Irregularidades similares foram constatadas em outras propriedades do grupo. A partir do cruzamento de dados dos sistemas de monitoramento por satélite Prodes Cerrado e Prodes Mata Atlântica, do Instituto Nacional de Pesquisas Espaciais (Inpe), com as bases georreferenciadas do Sistema de Gestão Fundiária (Sigef), do Instituto Nacional de Colonização e Reforma Agrária (Incra), o núcleo de pesquisas do observatório identificou pelo menos 3.808,69 hectares de desmatamento em 24 de 45 fazendas identificadas. O número equivale a nove vezes o tamanho do Parque da Cidade, em Brasília (DF), o maior parque urbano do mundo.
FAZENDA DO COMPLEXO ANNALU FOI ALVO DE AÇÃO DO MINISTÉRIO PÚBLICO
A violação mais antiga data de 2000, quando Nilton Rocha Filho, avô de Lelinho, o atual proprietário da Fazenda Annalu, recebeu três autuações do Instituto Brasileiro do Meio Ambiente e dos Recursos Naturais Renováveis (Ibama) por desmatar 194 hectares de uma reserva florestal no município de Dourados (MS). Dos R$ 364 mil em multas aplicados pelo órgão, o fazendeiro quitou R$ 160 mil. A principal autuação, de R$ 200 mil, foi baixada após deferimento da defesa. A infração menor, de R$ 4 mil, foi cancelada após análise jurídica.
Já falecido, Nilton foi proprietário da fazenda de “Terra e Paixão” entre 2003 e 2005, ano em que vendeu o imóvel para a distribuidora de grãos Granol. Onze anos depois, em 2016, Lelinho recomprou a propriedade junto ao primo Nilton Fernando Rocha Filho.
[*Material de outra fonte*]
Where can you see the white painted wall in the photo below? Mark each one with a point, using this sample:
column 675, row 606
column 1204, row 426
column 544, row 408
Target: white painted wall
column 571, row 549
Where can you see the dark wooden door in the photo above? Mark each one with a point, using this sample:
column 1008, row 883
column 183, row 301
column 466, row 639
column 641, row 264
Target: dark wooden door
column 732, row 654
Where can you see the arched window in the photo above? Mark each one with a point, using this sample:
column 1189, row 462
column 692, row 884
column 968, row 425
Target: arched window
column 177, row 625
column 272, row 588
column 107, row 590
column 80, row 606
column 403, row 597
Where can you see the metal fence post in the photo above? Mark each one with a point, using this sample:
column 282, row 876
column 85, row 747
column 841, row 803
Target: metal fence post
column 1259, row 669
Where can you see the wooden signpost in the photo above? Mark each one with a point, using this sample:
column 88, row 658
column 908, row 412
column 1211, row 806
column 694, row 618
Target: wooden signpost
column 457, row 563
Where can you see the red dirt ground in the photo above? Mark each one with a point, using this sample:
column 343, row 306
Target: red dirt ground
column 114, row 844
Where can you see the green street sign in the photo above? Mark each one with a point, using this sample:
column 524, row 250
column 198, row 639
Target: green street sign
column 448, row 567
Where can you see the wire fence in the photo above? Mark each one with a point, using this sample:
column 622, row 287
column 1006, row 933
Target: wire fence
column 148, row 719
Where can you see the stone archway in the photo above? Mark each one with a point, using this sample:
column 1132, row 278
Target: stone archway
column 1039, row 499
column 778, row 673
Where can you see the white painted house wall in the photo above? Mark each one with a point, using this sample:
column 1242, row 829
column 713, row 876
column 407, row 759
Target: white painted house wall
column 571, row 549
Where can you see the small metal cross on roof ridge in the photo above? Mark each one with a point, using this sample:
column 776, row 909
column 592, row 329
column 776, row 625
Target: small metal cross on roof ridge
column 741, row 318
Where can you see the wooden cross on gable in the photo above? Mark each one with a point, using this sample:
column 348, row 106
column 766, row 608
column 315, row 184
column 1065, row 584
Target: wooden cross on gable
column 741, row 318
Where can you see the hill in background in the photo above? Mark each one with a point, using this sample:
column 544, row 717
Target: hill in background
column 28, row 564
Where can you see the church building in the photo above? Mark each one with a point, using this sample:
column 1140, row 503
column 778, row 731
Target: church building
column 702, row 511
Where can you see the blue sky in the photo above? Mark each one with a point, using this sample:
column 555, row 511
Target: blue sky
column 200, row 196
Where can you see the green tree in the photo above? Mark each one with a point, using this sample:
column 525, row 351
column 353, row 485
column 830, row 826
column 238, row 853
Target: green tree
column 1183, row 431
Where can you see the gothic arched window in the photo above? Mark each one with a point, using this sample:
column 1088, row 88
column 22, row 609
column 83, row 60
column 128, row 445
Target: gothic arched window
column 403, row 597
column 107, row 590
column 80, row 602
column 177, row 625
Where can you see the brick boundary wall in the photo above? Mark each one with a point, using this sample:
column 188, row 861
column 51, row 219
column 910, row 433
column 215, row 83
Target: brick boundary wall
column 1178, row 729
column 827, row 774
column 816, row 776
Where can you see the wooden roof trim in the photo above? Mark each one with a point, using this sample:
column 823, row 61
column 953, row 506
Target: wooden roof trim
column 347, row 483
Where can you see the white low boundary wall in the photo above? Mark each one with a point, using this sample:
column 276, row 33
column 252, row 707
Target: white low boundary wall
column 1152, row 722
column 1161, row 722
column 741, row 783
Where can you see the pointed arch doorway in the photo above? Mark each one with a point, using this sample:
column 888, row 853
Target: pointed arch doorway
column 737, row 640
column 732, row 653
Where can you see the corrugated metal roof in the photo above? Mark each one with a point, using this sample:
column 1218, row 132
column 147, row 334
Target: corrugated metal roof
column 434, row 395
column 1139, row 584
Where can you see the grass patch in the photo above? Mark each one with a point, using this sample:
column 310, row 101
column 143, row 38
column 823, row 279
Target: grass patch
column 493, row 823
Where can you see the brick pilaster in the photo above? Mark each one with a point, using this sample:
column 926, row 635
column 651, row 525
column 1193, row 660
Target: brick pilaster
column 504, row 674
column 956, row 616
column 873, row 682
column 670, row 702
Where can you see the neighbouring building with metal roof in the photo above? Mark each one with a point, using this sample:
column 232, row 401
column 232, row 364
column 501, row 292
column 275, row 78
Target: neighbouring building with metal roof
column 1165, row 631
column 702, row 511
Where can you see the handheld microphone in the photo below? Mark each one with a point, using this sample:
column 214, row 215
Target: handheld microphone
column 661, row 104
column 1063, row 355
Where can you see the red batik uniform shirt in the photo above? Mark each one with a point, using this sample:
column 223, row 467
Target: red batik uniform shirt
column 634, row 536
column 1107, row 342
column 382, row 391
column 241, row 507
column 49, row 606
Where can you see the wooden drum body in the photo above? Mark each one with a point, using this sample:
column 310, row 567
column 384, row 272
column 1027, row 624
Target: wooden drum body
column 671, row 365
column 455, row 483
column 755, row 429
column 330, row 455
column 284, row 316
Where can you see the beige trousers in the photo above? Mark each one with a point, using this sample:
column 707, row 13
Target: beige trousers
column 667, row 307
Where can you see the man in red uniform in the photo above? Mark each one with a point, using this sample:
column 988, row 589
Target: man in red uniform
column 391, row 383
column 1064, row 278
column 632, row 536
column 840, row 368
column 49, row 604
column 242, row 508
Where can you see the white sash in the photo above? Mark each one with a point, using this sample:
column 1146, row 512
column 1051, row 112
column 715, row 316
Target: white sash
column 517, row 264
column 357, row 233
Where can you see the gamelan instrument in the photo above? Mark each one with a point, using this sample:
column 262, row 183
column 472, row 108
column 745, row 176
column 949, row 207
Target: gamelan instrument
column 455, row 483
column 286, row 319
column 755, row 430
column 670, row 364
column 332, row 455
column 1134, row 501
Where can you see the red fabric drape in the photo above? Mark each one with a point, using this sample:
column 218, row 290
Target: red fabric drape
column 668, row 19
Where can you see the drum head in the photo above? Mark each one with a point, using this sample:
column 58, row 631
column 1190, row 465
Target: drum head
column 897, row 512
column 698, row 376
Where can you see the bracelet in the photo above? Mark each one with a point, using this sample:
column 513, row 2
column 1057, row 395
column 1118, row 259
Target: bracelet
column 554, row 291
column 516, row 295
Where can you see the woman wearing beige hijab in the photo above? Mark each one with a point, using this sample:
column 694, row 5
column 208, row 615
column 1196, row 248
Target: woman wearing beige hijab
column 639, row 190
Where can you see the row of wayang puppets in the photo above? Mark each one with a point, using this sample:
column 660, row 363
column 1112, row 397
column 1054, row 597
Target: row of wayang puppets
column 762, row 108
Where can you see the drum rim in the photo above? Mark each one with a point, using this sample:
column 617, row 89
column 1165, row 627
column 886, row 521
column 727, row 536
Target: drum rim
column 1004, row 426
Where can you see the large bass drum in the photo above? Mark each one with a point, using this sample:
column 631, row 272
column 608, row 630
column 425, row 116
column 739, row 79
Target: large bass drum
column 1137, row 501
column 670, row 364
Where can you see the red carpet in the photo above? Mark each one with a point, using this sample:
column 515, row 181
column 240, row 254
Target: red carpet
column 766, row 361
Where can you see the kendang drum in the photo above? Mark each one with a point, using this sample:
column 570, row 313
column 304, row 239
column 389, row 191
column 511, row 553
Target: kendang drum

São eles que assinam o Termo de Ajustamento de Conduta (TAC) proposto em 2022 pelo MPMS para recuperação dos passivos ambientais da Annalu.
Entre a assinatura do TAC e o cumprimento das obrigações, Lelinho e Nilton Fernando Rocha Filho adquiriram a Fazenda Prateada, de 633 hectares, localizada ao sul da Annalu e a anexaram ao complexo. Imagens aéreas da propriedade, datadas de 2023, capturaram a customização de galpões da fazenda anexada, onde é possível ler o nome Annalu.
A exemplo da fazenda que serviu de inspiração para a trama global, a Fazenda Prateada foi alvo de uma Ação Civil Pública movida pelo MPMS, por conta dos danos ambientais gerados pela instalação de drenos irregulares. A antiga proprietária, a Agropecuária Riber, firmou um TAC se comprometendo a realizar a recuperação ambiental das Áreas de Preservação Permanentes (APP) dos córregos Mutuca e Iretã, o que foi cumprido por Lelinho ainda em 2022.
No caso da Fazenda Annalu, foram instalados 54 drenos para abastecer o megaprojeto de piscicultura do grupo Valor Commodities. Embora a obra tenha sido realizada sem licenciamento, a criação de peixes prosseguiu durante três anos, até a emissão de uma licença de operação pelo Instituto do Meio Ambiente do Mato Grosso do Sul (Imasul), em 2021. O caso foi detalhado na segunda reportagem da série: “Donos de fazenda de “Terra e Paixão” desviaram curso de rio e criaram peixes sem licenciamento“.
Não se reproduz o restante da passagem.